Belluzzo o pai do Allianz Parque. O grande divisor de águas do século XXI
Se nos anos 90 Belluzzo ajudou a transformar o futebol, a partir de 2007 ele iniciou outra revolução, desta vez estrutural. Convidado pelo presidente Affonso Della Monica para comandar a diretoria de planejamento, liderou um grupo de conselheiros com a missão de transformar o Palmeiras economicamente, criando e valorizando ativos próprios.
Foi nesse contexto que surgiram as negociações com a WTorre, culminando no contrato firmado em 2008 para a construção do Allianz Parque.

Luiz Gonzaga Belluzzo um homem a frente de seu tempo. Um visionário. Um realizador.

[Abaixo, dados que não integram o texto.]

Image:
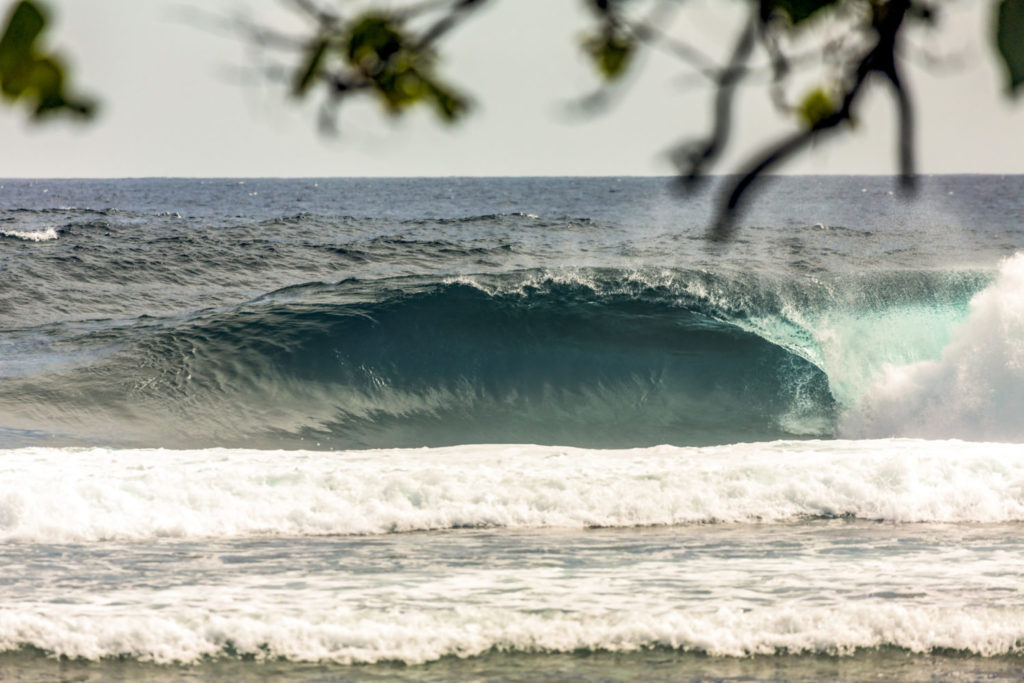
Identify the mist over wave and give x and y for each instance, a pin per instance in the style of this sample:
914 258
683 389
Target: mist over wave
594 357
975 389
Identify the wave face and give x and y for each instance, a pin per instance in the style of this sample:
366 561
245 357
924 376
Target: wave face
341 322
592 357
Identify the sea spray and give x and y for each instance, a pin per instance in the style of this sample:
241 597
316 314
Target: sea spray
975 390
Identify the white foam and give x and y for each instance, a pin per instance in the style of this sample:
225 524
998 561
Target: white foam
348 636
60 495
32 236
975 390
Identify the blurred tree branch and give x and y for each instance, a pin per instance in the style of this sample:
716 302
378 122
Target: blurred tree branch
390 53
30 74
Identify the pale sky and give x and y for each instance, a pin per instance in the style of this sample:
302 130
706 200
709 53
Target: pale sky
173 103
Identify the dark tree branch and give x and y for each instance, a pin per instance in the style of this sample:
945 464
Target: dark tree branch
880 58
692 158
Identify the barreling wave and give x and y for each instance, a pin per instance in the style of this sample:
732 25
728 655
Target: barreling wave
590 357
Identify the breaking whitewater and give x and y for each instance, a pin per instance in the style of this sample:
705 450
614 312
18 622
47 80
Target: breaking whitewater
510 428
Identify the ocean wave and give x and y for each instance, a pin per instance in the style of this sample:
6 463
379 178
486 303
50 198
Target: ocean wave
43 235
347 636
68 495
597 357
975 388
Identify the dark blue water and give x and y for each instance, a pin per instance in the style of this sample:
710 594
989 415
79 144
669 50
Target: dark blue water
398 312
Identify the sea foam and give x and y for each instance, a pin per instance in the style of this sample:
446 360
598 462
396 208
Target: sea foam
345 636
975 390
76 495
44 235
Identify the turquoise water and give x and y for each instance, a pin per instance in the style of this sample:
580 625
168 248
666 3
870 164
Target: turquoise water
510 429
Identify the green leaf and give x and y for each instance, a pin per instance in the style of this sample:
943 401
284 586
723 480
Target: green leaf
29 76
610 51
817 104
24 26
1010 41
798 10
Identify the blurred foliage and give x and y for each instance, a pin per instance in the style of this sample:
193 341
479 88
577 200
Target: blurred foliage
816 105
390 51
797 11
27 73
610 51
1010 41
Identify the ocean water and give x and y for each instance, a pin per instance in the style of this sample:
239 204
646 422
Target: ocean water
510 429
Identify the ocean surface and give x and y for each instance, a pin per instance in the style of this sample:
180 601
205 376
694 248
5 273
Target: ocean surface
510 429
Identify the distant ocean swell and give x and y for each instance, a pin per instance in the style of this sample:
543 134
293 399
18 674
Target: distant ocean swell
591 357
82 496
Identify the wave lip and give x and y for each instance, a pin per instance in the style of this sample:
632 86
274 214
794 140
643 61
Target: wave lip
68 495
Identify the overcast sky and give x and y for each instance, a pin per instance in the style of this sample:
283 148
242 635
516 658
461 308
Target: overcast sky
174 102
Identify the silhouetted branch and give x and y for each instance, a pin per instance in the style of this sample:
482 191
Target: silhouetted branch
691 158
881 58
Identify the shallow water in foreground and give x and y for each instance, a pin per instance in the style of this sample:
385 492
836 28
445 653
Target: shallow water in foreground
796 456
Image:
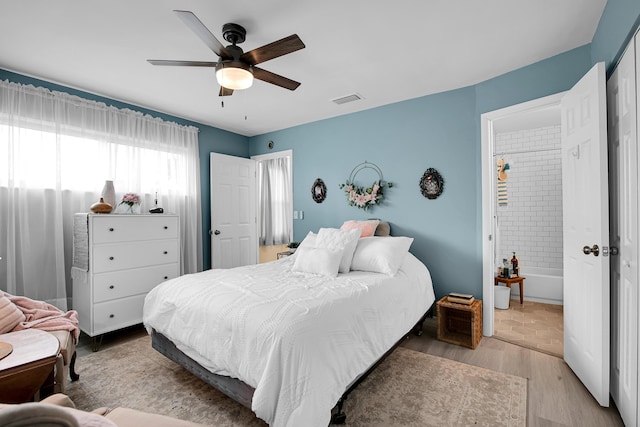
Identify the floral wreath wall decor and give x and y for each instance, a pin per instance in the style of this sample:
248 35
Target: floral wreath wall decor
431 184
365 197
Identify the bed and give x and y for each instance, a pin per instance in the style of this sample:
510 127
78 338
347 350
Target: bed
291 338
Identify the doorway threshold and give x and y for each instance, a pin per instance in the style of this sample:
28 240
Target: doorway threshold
532 325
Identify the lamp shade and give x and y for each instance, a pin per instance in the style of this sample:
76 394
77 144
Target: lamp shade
234 75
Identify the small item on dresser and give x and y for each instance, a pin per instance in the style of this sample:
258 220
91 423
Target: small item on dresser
505 268
466 299
101 207
514 265
156 209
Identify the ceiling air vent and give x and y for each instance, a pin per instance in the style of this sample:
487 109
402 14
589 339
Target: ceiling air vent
348 98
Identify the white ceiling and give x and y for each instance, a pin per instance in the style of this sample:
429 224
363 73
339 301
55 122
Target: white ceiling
385 51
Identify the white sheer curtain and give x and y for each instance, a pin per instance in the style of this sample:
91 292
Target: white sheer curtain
56 151
275 201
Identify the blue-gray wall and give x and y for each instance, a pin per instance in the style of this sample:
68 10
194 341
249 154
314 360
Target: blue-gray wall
210 139
440 131
404 139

O acordo foi estratégico e visionário: 30 anos de exploração pela construtora (até 2044), com 100% da arrecadação do futebol destinada ao clube, além de participação crescente nas receitas de eventos. Um modelo considerado draconiano no melhor sentido para o Palmeiras, garantindo proteção patrimonial e geração de receitas recorrentes.
O estádio foi inaugurado em 19 de novembro de 2014 e se tornou um divisor de águas.

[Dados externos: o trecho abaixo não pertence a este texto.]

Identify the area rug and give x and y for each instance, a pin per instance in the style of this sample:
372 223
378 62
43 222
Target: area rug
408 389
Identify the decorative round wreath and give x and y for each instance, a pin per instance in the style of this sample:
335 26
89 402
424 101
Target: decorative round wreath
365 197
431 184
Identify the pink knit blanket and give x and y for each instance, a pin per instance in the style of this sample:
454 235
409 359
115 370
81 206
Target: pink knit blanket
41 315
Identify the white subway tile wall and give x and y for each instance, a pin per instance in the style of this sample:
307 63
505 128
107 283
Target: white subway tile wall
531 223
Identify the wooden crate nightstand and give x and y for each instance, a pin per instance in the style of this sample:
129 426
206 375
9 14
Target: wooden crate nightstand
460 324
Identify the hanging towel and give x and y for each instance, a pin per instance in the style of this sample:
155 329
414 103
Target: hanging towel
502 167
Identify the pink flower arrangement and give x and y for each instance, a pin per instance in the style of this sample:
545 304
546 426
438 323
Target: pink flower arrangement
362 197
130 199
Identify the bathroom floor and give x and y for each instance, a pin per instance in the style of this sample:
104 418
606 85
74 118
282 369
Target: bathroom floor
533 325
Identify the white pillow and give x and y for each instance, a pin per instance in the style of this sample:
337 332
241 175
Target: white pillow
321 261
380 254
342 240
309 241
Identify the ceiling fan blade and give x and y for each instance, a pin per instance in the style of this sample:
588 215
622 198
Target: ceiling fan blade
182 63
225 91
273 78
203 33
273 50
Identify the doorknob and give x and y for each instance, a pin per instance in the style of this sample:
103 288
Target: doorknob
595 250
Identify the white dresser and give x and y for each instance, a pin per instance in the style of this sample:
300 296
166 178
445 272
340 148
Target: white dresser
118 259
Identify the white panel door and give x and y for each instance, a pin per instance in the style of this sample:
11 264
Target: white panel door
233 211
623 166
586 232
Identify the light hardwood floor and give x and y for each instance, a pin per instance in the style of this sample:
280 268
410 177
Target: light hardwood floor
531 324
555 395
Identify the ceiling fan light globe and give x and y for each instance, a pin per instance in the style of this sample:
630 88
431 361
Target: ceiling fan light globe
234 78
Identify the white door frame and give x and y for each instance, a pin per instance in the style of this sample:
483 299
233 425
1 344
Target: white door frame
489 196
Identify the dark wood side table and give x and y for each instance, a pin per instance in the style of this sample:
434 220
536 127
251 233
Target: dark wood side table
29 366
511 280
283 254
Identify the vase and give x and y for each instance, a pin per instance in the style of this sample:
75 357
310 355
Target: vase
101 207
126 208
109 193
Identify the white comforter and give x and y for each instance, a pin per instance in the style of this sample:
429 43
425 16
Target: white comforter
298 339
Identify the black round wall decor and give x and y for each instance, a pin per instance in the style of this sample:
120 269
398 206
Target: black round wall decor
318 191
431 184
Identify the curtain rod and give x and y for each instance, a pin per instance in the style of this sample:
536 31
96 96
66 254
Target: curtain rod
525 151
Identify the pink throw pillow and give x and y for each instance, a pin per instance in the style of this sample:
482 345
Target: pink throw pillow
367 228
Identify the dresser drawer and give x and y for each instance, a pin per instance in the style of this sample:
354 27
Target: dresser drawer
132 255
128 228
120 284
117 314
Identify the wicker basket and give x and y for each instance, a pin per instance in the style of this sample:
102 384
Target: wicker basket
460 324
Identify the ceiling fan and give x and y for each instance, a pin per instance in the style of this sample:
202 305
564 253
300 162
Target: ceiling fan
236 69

No aspecto esportivo, o Palmeiras empilhou conquistas: desde a inauguração da arena, foram 15 títulos, entre eles Campeonatos Brasileiros, Copas do Brasil, Libertadores, Recopa Sul-Americana e Paulistas.
No aspecto financeiro, os números impressionam. Em 2019, antes da pandemia, a arrecadação atingiu R$ 161 milhões. Em 2025, segundo dados publicados no Portal UOL, o Allianz Parque arrecadou 61 milhões de dólares apenas com shows, alcançando a maior bilheteria da América Latina, com cerca de 1 milhão de ingressos vendidos.

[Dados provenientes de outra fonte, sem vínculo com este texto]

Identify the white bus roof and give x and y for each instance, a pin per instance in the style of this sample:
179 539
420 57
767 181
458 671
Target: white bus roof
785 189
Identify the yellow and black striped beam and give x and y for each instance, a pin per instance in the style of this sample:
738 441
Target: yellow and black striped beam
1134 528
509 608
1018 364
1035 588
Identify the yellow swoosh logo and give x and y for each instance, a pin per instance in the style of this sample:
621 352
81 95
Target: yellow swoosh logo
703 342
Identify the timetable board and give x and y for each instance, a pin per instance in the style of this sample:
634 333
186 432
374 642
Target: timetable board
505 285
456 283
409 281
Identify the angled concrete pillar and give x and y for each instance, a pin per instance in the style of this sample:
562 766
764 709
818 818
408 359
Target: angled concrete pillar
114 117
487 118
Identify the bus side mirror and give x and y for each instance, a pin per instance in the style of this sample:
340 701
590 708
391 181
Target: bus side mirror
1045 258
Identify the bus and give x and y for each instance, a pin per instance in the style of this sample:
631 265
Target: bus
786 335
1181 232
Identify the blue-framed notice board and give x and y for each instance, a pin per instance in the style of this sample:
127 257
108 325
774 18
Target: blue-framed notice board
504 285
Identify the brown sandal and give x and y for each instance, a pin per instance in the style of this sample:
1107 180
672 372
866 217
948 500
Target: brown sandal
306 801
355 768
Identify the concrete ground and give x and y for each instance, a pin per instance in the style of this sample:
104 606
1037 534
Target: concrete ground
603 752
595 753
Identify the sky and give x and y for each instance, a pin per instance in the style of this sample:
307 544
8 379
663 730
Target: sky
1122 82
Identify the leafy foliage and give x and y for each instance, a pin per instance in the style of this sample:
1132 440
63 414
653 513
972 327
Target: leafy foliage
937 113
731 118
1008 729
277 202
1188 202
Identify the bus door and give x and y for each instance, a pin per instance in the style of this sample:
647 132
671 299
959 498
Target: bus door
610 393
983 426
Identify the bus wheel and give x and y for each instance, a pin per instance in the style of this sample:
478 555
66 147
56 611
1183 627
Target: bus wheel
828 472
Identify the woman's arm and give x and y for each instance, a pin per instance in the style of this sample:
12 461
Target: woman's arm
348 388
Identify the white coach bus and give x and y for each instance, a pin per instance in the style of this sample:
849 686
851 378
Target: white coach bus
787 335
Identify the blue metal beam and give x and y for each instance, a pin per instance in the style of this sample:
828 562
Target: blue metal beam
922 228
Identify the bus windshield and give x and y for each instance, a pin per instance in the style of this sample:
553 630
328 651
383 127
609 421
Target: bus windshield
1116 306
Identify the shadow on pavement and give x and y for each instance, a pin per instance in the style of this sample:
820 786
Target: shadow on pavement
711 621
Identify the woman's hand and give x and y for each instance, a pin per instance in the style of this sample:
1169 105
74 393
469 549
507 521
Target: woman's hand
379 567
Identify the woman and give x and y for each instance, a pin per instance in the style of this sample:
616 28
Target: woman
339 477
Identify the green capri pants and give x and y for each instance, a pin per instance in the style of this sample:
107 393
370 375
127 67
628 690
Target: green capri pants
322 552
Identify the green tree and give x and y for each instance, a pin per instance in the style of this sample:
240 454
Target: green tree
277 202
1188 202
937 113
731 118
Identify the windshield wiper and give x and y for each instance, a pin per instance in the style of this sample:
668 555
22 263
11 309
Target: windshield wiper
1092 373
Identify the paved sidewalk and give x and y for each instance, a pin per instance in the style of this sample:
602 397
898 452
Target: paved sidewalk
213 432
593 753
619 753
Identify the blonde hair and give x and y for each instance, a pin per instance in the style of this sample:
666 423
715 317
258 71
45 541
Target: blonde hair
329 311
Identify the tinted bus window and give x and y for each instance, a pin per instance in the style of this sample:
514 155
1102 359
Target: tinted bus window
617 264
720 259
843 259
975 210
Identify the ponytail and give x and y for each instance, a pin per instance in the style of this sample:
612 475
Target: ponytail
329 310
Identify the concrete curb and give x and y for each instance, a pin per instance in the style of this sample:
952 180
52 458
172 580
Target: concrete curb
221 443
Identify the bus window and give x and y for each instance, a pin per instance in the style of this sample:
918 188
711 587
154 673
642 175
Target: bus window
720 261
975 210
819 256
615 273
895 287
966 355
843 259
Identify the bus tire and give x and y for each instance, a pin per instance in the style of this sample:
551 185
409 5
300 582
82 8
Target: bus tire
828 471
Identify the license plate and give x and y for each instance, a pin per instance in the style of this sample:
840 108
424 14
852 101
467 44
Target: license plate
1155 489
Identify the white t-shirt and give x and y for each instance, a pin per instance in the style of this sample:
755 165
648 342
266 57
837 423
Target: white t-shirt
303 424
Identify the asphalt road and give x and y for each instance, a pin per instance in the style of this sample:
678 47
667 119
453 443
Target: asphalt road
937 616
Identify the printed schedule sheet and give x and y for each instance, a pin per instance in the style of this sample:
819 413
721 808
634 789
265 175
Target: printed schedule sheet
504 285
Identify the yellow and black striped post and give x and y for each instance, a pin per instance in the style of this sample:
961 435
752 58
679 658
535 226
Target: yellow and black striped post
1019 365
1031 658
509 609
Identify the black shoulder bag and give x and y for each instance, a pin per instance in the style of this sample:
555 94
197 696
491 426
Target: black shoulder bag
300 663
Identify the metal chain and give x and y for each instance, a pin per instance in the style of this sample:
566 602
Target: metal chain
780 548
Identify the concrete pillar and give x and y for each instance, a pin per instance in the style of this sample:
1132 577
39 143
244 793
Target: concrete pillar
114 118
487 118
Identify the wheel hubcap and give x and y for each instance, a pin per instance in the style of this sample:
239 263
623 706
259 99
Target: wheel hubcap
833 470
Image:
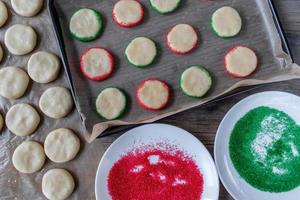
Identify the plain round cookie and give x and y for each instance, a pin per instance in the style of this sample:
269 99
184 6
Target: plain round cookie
61 145
57 184
20 39
128 13
97 63
153 94
43 67
195 81
182 39
1 53
241 61
1 122
13 82
56 102
3 13
27 8
22 119
226 22
111 103
86 24
29 157
141 52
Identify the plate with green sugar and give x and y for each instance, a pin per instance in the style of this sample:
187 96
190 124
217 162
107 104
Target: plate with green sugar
257 147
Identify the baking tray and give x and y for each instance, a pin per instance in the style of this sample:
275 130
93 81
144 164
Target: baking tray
262 32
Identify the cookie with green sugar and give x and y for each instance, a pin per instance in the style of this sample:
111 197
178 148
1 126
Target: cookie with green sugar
226 22
195 81
111 103
86 24
141 52
163 6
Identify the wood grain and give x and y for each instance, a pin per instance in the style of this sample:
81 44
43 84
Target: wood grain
203 122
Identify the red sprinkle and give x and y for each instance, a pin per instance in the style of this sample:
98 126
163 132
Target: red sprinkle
155 175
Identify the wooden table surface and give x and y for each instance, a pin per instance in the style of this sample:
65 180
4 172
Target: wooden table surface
203 121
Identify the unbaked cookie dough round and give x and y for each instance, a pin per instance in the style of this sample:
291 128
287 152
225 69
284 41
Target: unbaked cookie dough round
56 102
153 94
241 61
22 119
141 52
43 67
128 13
86 24
226 22
111 103
13 82
20 39
97 63
57 184
1 122
29 157
3 13
195 81
1 53
27 8
163 6
61 145
182 39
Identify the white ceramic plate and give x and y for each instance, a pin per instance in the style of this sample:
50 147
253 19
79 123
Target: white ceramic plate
153 133
235 185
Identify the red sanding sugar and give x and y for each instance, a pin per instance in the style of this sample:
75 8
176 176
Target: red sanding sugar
155 175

A arena tornou-se referência mundial em eventos, figurando entre os estádios que mais recebem shows no planeta. Paul McCartney declarou que o Allianz está entre os três melhores locais para realização de shows no mundo. Parte significativa dessa arrecadação reforça o caixa alviverde, consolidando a sustentabilidade financeira do clube.

A moldura com a foto do Parque Antártica, o famoso jardim suspenso, e a foto do Allianz Parque, a fantástica arena do verdão
Somando os 11 títulos da Era Parmalat aos 15 conquistados após a inauguração do Allianz Parque, são 26 conquistas nacionais e internacionais diretamente ligadas a projetos que tiveram Belluzzo como mentor, articulador ou principal responsável. Tudo começou com a assinatura de Belluzzo. Mais do que números, trata-se de legado.
Luiz Gonzaga Belluzzo direta e indiretamente responsável por 26 títulos e um legado eterno
Belluzzo não apenas ajudou a montar times vencedores. Ele ajudou a criar as bases econômicas que sustentam o Palmeiras competitivo de hoje. Enfrentou resistências, críticas e incompreensões. Houve quem dissesse que o clube estava vendendo sua história. O tempo provou o contrário: estava garantindo o futuro.
Curiosamente, Belluzzo, o conselheiro que assinou a escritura do Allianz Parque não foi convidado para a inauguração da arena. Mas a história não se escreve com convites protocolares. Escreve-se com visão, coragem e resultados.
Entre livros, memórias e objetos que contam sua relação com o clube, Belluzzo guarda algo muito maior do que uma escritura emoldurada: o reconhecimento de milhões de palmeirenses que hoje vibram em um estádio moderno, veem um time forte e sentem orgulho de torcer para um clube estruturado.
A grande virada do Palmeiras não começou por acaso. Começou com planejamento. Começou com estratégia. Começou com Luiz Gonzaga Belluzzo.